Protecting IMSI from fake base stations exploitation and spoofers impersonation in 5G and beyond cellular networks
Date
2022Author
Ali, Hamza
Khalid, Shaheer
Iqbal, Sadiq
Hamamreh, Jehad M.
Metadata
Show full item recordAbstract
Fifth-generation (5G) mobile networks require authenticated and fully secured transmissions
between user devices and 5G base stations (gNodeB). In the current 5G technology standard, mobile devices
cannot distinguish between a real and a fake base station (BS) by following the standard 5G security
protocols. This vulnerability is a dangerous security issue identified in 5G cellular networks worldwide,
where hackers and spoofers can easily impersonate or hack the valuable information of mobile users.
Although 5G security protocols are enhanced to prevent such kinds of attacks, fake BSs still threaten the
security of wireless communication networks.

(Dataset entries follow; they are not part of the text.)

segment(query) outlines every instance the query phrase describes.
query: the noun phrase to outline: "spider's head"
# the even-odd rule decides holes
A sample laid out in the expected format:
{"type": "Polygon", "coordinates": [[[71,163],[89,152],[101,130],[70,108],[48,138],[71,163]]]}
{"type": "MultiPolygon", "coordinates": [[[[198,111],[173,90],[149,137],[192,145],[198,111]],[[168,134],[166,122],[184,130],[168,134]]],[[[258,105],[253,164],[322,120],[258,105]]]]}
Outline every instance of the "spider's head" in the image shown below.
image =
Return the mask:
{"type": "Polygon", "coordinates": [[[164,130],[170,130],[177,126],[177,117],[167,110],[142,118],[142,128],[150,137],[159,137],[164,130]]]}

To the best of the authors’ knowledge, there is currently no
security method available in the literature that can enable users to identify who is sending the connection
request response. Thus, this can allow an attacker to intercept the international mobile subscriber identity
(IMSI) easily in the clear. Therefore, in this work, we propose a novel hack-proof framework that can
perfectly secure IMSI resulting in prevention against spoofing attacks. The proposed algorithm includes
a user equipment device (UE) and a BS that communicate in the clear to securely authenticate each
other in a TDD fashion. For simulation purposes, an OFDM transmission scheme is considered over a
multipath wireless fading channel. The obtained results show that our proposed method works successfully
without affecting the reliability of the transmitted bits compared to plain data transmission methods. More
specifically, the performance results are shown to be similar to normal OFDM-based data transmission
schemes conducted over general multipath fading channels, where no further degradation is caused. This
indicates that the proposed method can effectively secure the IMSI of mobile user devices against active and
passive attackers by providing a safe network connection between the communicating parties (UE and BS).